When you're working with regular languages specified in regular expression form, there's a really cool idea that you can use for building regular expression matchers, and for describing how to convert from a regular expression to a NFA. It's called the Brzozozwksi derivative of a regular expression - or just simply the derivative of a regexp.
The basic idea of the derivative is that given a regular expression, \(r\), you can derive a new regular expression called the derivative with respect to symbol \(c\), \(D_c(r)\). \(D_c(r)\) is a regular expression describing the string matched by \(r\) after it's matched an \(r\).
To define the derivative, we first need a helper, which we'll call \(delta\). What \(delta\) does is tell us if a given regular expression canmatch the empty string. We'll use it a few ways - both as a part of the derivative, and as part of the process of turning a regular expression into a finite state machine. For convenience, we'll define it so that \(delta(r)\) returns \(epsilon\) (a pattern matching the empty string) if \(r\) can match the empty string, or \(emptyset\) (the null pattern, a regular expression which never matches anything) if it can't.
Given a regular expression \(r\), we define \(delta(r)\) as follows:
- if \(r\) is \(emptyset\), then \(delta(r) = emptyset\); since the void pattern can't ever match anything, it doesn't match the empty string.
- if \(r\) is \(epsilon\), then \(delta(r) = epsilon\); obviously, the pattern that (by definition) matches only the empty string does match the empty string.
- if \(r\) is a single-character pattern, then \(delta(r) = emptyset\).
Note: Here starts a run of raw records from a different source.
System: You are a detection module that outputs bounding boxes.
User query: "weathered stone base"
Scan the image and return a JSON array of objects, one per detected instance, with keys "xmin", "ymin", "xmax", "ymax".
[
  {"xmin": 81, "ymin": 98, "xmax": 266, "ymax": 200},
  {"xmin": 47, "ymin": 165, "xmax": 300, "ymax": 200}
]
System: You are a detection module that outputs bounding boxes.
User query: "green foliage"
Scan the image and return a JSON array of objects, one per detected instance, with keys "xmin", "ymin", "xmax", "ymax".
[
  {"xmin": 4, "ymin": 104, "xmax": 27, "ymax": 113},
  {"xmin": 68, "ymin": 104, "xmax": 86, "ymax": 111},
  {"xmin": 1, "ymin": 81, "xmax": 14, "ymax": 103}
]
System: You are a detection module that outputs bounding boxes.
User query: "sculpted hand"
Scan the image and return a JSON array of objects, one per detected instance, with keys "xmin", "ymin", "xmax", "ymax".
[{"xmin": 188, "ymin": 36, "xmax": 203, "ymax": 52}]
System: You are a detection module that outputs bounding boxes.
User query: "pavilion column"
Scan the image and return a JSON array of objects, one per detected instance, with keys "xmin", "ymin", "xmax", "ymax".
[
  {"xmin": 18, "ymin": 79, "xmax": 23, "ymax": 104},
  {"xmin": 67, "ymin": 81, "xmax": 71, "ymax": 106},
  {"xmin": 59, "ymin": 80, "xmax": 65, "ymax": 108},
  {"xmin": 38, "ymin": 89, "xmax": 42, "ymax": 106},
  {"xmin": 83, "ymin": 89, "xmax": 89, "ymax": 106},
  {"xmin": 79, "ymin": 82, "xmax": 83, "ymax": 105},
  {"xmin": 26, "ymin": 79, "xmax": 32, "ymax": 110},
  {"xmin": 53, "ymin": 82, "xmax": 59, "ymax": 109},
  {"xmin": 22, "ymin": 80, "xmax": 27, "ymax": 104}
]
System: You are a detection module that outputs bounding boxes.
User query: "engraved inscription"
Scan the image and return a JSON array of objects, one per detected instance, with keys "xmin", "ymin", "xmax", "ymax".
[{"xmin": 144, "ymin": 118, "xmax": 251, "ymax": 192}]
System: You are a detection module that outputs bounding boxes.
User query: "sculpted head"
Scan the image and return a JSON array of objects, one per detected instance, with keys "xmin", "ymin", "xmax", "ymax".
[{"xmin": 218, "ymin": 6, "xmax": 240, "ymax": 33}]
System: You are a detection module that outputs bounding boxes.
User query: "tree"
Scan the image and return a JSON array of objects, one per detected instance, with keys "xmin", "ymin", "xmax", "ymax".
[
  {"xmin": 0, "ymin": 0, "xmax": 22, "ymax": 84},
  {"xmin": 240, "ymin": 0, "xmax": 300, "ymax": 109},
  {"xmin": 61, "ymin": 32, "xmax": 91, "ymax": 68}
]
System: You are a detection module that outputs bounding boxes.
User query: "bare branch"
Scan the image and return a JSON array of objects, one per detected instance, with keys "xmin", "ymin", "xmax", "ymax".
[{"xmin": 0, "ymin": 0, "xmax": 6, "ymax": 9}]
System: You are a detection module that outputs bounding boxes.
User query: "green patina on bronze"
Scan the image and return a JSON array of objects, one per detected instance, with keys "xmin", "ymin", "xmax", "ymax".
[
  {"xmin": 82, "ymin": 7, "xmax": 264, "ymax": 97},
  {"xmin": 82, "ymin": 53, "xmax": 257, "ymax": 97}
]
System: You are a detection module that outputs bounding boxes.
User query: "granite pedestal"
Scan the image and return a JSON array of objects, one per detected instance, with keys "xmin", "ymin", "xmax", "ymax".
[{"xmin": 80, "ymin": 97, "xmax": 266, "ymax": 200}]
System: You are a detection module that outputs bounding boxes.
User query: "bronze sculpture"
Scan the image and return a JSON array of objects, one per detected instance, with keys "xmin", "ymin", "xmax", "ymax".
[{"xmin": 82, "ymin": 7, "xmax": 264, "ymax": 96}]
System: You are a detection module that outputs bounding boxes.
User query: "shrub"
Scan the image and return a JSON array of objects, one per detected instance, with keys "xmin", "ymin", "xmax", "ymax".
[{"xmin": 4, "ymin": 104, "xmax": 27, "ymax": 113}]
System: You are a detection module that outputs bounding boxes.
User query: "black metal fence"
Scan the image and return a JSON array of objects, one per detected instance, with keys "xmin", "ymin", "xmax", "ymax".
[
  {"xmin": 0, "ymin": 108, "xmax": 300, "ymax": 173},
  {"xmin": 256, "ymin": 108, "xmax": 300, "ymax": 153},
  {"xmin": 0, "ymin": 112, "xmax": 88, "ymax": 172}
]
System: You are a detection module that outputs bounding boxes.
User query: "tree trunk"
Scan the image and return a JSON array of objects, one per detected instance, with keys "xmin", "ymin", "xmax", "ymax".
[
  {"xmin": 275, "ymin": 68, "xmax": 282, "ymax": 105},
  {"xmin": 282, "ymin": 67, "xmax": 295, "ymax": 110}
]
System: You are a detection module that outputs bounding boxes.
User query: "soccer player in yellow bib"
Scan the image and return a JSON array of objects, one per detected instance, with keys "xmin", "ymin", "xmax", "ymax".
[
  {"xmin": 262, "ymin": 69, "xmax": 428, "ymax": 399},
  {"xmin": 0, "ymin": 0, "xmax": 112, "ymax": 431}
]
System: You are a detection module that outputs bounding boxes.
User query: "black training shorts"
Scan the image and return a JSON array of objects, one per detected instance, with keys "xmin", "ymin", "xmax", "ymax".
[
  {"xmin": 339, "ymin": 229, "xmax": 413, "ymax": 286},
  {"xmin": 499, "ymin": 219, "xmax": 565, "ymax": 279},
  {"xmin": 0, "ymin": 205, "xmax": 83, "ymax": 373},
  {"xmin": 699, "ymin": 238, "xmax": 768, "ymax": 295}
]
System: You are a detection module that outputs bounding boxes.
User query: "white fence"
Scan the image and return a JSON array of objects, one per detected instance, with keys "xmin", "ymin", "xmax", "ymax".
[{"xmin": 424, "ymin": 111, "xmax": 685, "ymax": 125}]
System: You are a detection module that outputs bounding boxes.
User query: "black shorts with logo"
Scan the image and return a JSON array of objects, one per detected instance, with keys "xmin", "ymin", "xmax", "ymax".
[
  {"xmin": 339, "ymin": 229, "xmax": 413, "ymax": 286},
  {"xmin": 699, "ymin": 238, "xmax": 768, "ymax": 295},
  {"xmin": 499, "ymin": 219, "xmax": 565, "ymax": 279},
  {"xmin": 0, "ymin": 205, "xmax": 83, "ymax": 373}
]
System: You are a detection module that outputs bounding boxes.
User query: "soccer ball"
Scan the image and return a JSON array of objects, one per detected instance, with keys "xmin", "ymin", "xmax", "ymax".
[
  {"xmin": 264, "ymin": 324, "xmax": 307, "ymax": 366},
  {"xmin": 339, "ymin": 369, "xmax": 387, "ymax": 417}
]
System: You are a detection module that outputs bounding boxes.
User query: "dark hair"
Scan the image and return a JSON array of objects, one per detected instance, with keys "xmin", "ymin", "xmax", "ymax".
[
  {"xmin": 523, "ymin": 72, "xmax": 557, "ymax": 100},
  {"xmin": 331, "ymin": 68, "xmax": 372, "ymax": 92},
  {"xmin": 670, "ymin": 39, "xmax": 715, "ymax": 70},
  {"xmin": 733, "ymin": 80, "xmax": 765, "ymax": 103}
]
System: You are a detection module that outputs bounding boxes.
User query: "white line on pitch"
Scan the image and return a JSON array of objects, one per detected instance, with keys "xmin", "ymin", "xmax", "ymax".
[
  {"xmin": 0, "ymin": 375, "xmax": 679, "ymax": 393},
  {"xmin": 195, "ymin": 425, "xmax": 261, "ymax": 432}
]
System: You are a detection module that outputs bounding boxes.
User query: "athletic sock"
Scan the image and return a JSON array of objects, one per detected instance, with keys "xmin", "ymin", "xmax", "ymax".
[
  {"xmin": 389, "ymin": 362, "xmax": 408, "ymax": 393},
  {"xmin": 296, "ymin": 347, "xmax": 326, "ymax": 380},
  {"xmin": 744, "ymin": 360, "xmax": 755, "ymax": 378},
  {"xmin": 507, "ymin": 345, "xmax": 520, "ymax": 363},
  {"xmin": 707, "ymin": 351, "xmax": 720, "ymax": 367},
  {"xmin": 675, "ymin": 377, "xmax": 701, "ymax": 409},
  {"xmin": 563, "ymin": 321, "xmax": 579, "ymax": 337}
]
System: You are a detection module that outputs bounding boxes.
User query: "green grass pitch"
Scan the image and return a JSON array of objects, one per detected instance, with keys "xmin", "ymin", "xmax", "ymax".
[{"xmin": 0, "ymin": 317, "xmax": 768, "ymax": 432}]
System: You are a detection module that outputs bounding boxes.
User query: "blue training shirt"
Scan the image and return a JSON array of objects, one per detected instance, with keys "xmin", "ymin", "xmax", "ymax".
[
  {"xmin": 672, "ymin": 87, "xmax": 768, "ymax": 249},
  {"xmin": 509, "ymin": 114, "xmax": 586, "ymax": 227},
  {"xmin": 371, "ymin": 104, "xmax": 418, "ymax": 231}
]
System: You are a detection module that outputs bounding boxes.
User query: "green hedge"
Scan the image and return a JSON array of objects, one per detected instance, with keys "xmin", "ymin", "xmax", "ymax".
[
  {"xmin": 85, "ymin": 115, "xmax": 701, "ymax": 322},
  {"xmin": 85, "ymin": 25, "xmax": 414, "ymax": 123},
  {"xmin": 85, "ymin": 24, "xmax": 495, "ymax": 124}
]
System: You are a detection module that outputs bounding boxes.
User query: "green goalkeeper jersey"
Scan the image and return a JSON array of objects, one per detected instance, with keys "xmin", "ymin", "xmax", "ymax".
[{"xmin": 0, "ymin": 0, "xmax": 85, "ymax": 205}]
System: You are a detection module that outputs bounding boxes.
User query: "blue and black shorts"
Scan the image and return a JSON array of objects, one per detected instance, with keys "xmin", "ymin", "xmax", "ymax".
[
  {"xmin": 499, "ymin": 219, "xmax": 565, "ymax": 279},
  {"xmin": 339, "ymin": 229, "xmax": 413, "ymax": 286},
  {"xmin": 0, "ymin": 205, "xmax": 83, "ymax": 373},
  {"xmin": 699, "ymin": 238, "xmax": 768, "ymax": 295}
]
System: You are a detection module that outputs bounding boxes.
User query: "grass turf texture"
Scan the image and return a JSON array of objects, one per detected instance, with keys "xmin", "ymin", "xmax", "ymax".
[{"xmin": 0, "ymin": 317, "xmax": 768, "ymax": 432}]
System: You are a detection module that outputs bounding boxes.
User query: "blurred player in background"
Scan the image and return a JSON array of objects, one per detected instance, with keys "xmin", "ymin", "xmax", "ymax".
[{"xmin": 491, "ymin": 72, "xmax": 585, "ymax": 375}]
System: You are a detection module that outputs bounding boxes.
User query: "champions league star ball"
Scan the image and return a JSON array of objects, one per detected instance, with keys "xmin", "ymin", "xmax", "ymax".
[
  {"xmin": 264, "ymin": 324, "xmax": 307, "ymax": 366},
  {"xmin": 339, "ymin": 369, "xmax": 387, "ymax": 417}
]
A pattern which matches a specific single character can't match anything but that single character - so it can't match the empty string.
- if \(r\) is a sequence \(r_1r_2\) then \(delta(r) = delta(r_1)delta(r_2)\). A sequence matches the empty string if all of the elements of the sequence match the empty string.
- if \(r\) is a choice \(r_1 | r_2\), then \(delta(r) = delta(r_1) | delta(r_2)\). A sequence matches empty if any of its elements match empty.
- if \(r\) is a starred regular expression, \(r_1^*\), then \(delta(r) = epsilon\). Starred regular expressions are sequences of zero or more repetitions of some other pattern. Zero repetitions is the same as the empty string - so all starred patterns match empty.
To make that useful, we also need to define how empty and void patterns combine with other patterns:
- For any regular expression \(r\), the regular expression \(epsilon r = r\); in a sequence, concatenating an empty pattern with any regular expression is equivalent to the regular expression without the pattern.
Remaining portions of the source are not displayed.